Carmen squinted but saw nothing.
“I don’t see anything.” Theo echoed her thought.
The technician smirked. “Exactly.”
“So…it’s a girl?” Carmen felt a flare of hostility toward this perky little twat in pink scrubs who was turning an ultrasound into a guessing game.
“Exactly!”
Theo’s hand clenched hard on Carmen’s. Carmen, however, was too pissed at the technician for the information to sink in.
Giggling at her own cleverness, the pink twat struck some more keys. A grainy strip of photographs rolled out of the machine, and she handed it to Theo. Then she wiped off the sensor and handed Carmen a wad of tissues. As she put the machine to rights, she said, “Once you’re dressed, you can go back out to the waiting room. Dr. Heath will want to talk to you to confirm the scan. Congratulations!” Then she bopped out and left Theo and Carmen alone in the dim room.
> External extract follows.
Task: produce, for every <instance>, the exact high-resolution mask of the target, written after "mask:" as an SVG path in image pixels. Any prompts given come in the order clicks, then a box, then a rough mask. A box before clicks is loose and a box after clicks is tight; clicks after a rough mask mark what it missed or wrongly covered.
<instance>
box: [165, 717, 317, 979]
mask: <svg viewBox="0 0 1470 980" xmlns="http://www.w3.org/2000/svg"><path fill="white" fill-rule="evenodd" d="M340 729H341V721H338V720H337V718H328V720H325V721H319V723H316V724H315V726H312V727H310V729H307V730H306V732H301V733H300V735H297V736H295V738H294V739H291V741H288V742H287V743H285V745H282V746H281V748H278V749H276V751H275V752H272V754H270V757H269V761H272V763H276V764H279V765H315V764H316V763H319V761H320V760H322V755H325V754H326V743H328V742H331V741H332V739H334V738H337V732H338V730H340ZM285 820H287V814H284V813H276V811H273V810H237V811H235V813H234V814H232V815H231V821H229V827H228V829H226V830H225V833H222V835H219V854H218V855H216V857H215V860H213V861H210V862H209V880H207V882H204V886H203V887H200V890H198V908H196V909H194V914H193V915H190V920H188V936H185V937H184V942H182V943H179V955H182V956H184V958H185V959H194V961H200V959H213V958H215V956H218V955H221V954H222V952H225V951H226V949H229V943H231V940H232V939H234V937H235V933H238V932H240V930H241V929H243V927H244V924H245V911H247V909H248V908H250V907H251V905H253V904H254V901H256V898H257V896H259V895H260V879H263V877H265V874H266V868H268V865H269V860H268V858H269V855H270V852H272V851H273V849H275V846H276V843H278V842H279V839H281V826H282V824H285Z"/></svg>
“Jesus, what an insipid little shit,” Carmen grumbled, swiping the slime off her belly with an angry flourish.
Theo grabbed the wrist of her hand holding the gunked-up tissues. “Carmen, stop. Take a breath. Be in this moment. We’re having a little girl.”
Carmen stopped and took the breath. She had a little girl growing inside her. A daughter.
“Holy shit.”
Theo stood and kissed her belly. Then he met her eyes and grinned. “Exactly.”
~oOo~
That night, they spent a quiet, domestic evening at her cottage, away from her family, cocooned in their mutual bliss. She called her
family, and he called his sons, with the news. Her family wanted to meet at the house on Caravel Road to celebrate, which was the thing that they always did when good news was to be had, but Carmen told them to back off. They wanted to be alone together on this night.
She kept picking the black and white photographs off the refrigerator and staring at them. Her child. Her child. She had a man and a child. A family of her own.
Her blood fizzed happily.
After a quiet dinner of Chinese takeout and a movie watched while snuggled together on the sofa, Theo, who’d been getting a little restless, went to take a shower. Carmen cleaned up their dinner mess, putting the cartons in the fridge for breakfast. Cold Chinese was probably not the world’s healthiest breakfast, but it was delicious.